Man kommt zu dem Schluss:
→ Das Wort (jedes Wort) bezeichnet somit etwas bestimmtes und es bezeichnet
Eines.

1. Beweis (c) Das Menschsein kann nicht dasselbe bezeichnen wie das Nicht-
Mensch-sein.
Warum?
“Dann ist es nicht möglich, dass Mensch-sein dasselbe bezeichne wie Nicht-
Mensch-sein, sofern nämlich das Wort Mensch Eines bezeichnet nicht
bloss als Prädikat von Einem, sondern als selbst Eins. (Denn nicht so
wollen wir das Eins-bezeichnen verstanden wissen, dass etwas Prädikat von
Einem sei; denn in diesem Sinne würde auch gebildet und weiss und Mensch
Eins bezeichnen, und alles würde Eins sein, weil alles gleichbedeutend
sein würde.)”

Erklärung:
→ Wenn Mensch-sein und Nicht-Mensch-sein Prädikate von Einem, einer
Ganzheit, sein würden, würden sie die gleiche Referenz teilen und ihre
Bedeutungen würden zusammenfallen. Dies ist aber nicht der Fall, denn
Menschsein und Nicht-Mensch-sein bezeichnen Verschiedenes und schliessen
einander aus. Sie müssen also selbst Eins sein und nicht beide Attribute
derselben Einheit. (Sie müssen Wesenheiten, nicht Akzidentien sein. Sie
müssen Subjekte, nicht Prädikate sein.)

1. Beweis (d) Analoge Überlegung ausgehend vom Nicht-Menschsein;


Unterscheidung zwischen dem, was etwas ist, und seinen Akzidentien.
i) Anwendung des vorherigen Arguments auf das Nicht-Menschsein.
ii) Man könnte meinen, dass Menschsein, Nicht-Menschsein und weiß-
sein nicht voneinander verschieden sind und in Einem zusammenfallen.
Stellt man aber die Frage was ein Mensch ist, so kann man bei der
Antwort nicht unendlich viele Prädikate (auch in sich kontradiktorische)
aufzählen, denn man würde somit die Frage nicht beantworten und nicht
mehr Rede halten.

iii) Die, welche behaupten, dass Wörter unendlich Vieles bedeuten und
dass alle Wörter Prädikate von Einem sind, heben damit die Wesenheit
auf und glauben nur an Akzidentien.

Definition der Wesenheit:


“Etwas als Wesenheit eines Dinges bezeichnen heißt aussagen,
dass es sein eigentümliches Sein in nichts anderem habe.”

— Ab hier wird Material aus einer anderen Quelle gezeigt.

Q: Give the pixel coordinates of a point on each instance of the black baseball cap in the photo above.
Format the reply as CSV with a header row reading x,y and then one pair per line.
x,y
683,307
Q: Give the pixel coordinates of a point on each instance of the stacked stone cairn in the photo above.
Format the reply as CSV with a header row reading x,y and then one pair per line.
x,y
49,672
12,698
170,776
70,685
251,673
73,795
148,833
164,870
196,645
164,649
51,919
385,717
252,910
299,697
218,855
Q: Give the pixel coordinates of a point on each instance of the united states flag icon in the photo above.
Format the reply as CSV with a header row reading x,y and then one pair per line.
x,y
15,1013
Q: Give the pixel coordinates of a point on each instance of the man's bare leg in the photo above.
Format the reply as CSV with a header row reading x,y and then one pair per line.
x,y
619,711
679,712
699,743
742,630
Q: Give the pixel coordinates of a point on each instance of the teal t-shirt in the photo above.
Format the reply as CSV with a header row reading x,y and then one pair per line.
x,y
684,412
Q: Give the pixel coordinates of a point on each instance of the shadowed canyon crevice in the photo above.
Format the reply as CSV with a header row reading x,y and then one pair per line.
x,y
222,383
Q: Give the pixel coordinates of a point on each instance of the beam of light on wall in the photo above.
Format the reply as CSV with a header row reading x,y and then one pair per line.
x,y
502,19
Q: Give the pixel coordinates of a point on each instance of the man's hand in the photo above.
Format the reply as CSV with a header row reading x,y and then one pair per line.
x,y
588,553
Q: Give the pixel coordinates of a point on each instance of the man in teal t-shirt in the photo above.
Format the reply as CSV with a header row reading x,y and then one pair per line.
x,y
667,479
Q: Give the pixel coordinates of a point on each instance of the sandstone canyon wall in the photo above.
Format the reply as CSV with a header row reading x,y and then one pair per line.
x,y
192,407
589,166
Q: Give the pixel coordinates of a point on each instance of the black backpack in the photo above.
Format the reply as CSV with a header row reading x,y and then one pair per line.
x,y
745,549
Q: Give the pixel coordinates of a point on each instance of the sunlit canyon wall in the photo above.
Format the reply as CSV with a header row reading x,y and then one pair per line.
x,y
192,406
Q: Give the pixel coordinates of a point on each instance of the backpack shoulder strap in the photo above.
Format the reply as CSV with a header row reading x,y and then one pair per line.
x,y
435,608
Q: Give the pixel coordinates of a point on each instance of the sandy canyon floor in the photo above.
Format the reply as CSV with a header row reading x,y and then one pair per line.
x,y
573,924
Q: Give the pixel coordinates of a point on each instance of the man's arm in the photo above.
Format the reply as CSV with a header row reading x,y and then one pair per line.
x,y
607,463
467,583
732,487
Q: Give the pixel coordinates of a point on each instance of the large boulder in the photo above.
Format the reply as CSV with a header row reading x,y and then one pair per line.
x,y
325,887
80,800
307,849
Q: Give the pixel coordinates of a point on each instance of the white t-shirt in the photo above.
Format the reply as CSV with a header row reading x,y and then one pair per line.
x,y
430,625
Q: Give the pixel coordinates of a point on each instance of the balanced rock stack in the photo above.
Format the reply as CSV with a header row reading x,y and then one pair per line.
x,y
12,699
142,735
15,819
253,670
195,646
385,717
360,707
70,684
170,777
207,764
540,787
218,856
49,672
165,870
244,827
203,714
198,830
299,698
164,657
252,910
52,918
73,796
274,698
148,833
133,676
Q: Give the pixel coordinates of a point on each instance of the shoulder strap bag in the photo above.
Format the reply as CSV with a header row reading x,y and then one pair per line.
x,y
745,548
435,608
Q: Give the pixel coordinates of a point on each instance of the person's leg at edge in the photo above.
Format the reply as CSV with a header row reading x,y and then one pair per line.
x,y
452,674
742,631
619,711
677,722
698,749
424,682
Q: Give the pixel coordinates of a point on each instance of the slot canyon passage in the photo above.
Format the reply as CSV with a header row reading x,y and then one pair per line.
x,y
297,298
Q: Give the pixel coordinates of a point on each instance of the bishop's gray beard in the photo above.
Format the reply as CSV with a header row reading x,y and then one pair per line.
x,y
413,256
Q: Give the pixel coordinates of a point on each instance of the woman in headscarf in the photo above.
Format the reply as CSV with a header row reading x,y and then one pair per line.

Grund weshalb die Existenz der Wesenheit notwendig ist:


iv) „Wird aber alles nur in akzidentellem Sinne ausgesagt, so gäbe es ja
gar nichts Erstes, wovon ausgesagt würde, sofern ja das Akzidens immer
das Prädikat eines Substrates (hypokeímenon) ist. Es müsste also ins
Unendliche fortgehen. Das ist aber nicht möglich, da nicht mehr als zwei
miteinander verbunden werden; denn das Akzidens ist nicht Akzidens
eines Akzidens, ausser insofern beide Akzidenzien an demselbigen sind.“

Es gibt also nur zwei Möglichkeiten:


1. Ein Akzidens bzw. ein Prädikat wird von einer Wesenheit, einem
Subjekt, ausgesagt.
2. Zwei Akzidenzien verbinden sich und sind an einem Dritten, das die
Wesenheit ist.

Beispiele Aristoteles:
Für Fall 1: „Sokrates ist gebildet“
Für Fall 2: „das Weiße ist gebildet und das Gebildete weiß, weil beides
Akzidenzien des Menschen sind“
Achtung Fehler: Aristoteles nennt das Beispiel „Sokrates ist gebildet“ und
bezieht sich später auf das Akzidens „weiß“.

Ergebnis:
• Nicht alles kann als Akzidens ausgesagt werden.
• Es muss einen Namen geben, welcher die Wesenheit bezeichnet.
• Damit ist die gleichzeitige Prädizierung von Widersprüchichem
von der Wesenheit ausgeschlossen und die Geltung des Satzes vom
Widerspruch sichergestellt.

Anhand dieses letzten Arguments wird klar, dass die Akzeptanz von der
Substanzlehre Aristoteles und die Akzeptanz des Satzes vom
Widerspruch Hand in Hand gehen.
→ Wenn man die Substanzlehre annimmt, dann auch den Satz vom
Widerspruch.

2. Beweis. Wenn alle Widersprüche vereinbar sind, wären alle Dinge eins.
„[W]enn zugleich alle Widersprüche (antipháseis) über denselben Gegenstand
wahr sind, so müßte offenbar alles Eins sein. Denn es würde dasselbe Schiff und
Mauer und Mensch sein, wenn man von jedem Dinge etwas bejahend oder
verneinend prädizieren kann, wie diejenigen notwedig zugeben müssen, welche
der Lehre des Protagoras beistimmen.“
Aus diesem Denken folgt, „dass nichts in Wahrheit existiert“ (wie bei dem
Allzusammen (apeiron) des Anaxagoras).
Aristoteles wendet gegen Protagoras ein/stellt den Vorwurf:
Protagoras, Anaxagoras und ihre Nachfolger reden über das Bestimmte,
beziehen sich aber unwillentlich auf das Unbestimmte und damit auf das Nicht-
Seiende.
Begründung: „denn was nur dem Vermögen (dynámei), nicht der Wirklichkeit
nach (entelecheía) ist, das ist das Unbestimmte.“ (S. 110)
→ Die beiden Begriffe werden im weiteren Verlauf nochmals auftauchen.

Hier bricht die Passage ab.